New York City is set to become the first major city in the United States to provide all females with free pads and tampons in public schools, prisons and homeless shelters.
On Tuesday, June 21, the city's council made a unanimous vote of 49-0 in favor of the new bill, which now awaits the signature of Mayor Bill de Blasio. The mayor expressed his support for the movement on Facebook and Twitter.
That historic day, Julissa Ferreras-Copeland, a member of the New York City Council, whipped out a tiny, wrapped tampon and waved it in the air in an act of defiance against period stigma and taboo.
"They're as necessary as toilet paper," said Ferreras-Copeland, who has long been fighting in the quest for "menstrual equity."
Her proposal, which was co-sponsored by Council members Melissa Mark-Viverito, Ydanis Rodriguez and Daniel Dromm, would make tampons and pads freely available for 300,000 New York City schoolgirls and 23,000 women in public homeless shelters.
Indeed, the bill will directly affect students who typically miss class because they do not have a tampon or a pad, mothers at homeless shelters, as well as women in prison who need access to these important yet often overlooked products, says Ferreras-Copeland.
In correctional institutions, women are often given limited supplies of generic hygiene products. Advocates say that the options for women in prisons are at times inadequate, scarce and dehumanizing.
The new legislative package, which would provide approximately 2 million tampons and 3.5 million pads every year just for homeless shelters, will change that. It will take up about $2.5 million in the city's $82 billion budget.
New York City Council's decision follows a national discussion about the expensive prices of menstrual products, which some advocates call "womanhood penalty."
Most states in the country identify tampons and pads as nonessential items and therefore tax them. Because of that, outrage surfaced online and elsewhere over what critics called a "discriminatory tampon tax."

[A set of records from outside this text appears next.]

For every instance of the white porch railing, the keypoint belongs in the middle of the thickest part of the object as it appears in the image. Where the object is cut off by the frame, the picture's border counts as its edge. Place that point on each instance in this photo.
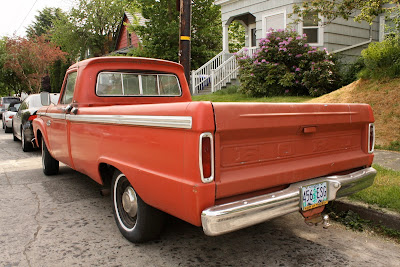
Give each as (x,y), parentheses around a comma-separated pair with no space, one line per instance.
(202,76)
(228,70)
(217,72)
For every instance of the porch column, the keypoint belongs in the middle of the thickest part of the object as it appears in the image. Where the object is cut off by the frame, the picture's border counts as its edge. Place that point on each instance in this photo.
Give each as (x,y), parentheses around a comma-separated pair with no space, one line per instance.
(225,37)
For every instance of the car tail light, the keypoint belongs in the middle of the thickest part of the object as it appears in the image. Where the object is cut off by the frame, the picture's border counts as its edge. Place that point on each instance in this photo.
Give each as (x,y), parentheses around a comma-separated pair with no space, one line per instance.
(32,117)
(371,138)
(206,157)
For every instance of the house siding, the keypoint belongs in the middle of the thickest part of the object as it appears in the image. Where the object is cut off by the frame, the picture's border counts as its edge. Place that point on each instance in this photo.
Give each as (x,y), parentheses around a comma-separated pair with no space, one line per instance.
(122,41)
(339,34)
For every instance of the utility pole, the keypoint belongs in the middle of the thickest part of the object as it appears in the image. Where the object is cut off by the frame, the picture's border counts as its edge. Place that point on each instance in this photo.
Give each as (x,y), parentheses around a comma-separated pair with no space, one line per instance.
(185,9)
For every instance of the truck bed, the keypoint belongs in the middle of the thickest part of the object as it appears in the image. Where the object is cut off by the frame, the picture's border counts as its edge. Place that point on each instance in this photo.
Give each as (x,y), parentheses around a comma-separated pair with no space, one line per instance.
(265,146)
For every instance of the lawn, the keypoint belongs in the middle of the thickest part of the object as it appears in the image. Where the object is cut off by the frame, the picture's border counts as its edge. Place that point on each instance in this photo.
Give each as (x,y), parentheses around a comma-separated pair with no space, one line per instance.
(230,95)
(385,192)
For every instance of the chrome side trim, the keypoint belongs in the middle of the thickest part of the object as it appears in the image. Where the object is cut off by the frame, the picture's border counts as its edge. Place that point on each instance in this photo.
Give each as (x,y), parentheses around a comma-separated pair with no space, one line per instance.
(371,126)
(211,178)
(183,122)
(225,218)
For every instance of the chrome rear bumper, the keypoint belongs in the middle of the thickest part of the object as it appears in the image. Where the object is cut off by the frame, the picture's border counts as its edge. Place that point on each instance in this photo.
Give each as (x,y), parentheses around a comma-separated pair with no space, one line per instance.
(225,218)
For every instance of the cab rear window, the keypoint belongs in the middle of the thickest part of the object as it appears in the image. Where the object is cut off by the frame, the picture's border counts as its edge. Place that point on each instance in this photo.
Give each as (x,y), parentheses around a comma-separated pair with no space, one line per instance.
(134,84)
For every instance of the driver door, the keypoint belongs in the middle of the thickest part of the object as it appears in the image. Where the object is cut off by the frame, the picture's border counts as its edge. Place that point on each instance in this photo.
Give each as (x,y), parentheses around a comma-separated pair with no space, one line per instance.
(57,126)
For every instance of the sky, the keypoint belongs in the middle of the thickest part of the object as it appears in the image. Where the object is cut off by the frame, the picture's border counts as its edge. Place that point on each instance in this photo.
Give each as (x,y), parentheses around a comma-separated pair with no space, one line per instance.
(17,15)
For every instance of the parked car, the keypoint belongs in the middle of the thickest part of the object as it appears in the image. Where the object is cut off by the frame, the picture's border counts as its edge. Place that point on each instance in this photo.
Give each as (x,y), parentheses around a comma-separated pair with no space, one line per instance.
(22,120)
(9,114)
(5,102)
(130,125)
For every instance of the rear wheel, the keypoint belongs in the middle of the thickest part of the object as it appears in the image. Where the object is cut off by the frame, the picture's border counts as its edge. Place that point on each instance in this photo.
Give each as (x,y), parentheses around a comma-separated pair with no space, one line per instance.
(50,165)
(137,221)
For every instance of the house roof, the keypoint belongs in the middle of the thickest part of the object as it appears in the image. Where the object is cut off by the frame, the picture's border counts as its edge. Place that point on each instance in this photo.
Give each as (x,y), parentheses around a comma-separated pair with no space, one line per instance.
(135,18)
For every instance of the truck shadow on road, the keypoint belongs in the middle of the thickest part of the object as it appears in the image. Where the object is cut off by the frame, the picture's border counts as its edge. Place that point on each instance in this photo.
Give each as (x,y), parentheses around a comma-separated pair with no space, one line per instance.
(87,215)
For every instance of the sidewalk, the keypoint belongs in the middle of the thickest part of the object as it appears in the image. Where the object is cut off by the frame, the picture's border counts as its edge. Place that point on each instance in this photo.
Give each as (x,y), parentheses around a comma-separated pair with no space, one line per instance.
(390,219)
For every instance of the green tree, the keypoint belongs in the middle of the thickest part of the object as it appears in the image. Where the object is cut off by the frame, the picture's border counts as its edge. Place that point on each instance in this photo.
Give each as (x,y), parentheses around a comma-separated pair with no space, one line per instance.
(30,59)
(332,9)
(88,29)
(44,22)
(160,34)
(9,81)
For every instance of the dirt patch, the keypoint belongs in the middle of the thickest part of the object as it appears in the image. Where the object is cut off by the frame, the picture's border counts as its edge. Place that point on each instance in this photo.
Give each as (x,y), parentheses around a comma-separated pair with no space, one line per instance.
(384,98)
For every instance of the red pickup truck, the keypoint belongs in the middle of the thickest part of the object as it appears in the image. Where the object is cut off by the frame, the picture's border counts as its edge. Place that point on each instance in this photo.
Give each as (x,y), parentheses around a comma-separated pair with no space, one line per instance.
(129,123)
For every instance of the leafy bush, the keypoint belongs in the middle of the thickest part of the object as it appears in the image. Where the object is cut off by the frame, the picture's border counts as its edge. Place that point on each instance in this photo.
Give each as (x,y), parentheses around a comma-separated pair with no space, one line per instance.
(350,72)
(286,65)
(382,59)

President Barack Obama lambasted the expensive cost of menstrual products in an interview with YouTube vlogger Ingrid Nilsen. He said he suspects that it is so because men were making those laws when the taxes were passed.
In May, NY state lawmakers agreed to remove the sales tax on feminine hygiene products, becoming the sixth state in the country to do so.
Meanwhile, in support of the new bill, Mayor de Blasio posted a video on Facebook explaining why it is important.
"Because tampons and pads aren't luxuries," said de Blasio. "They're necessities."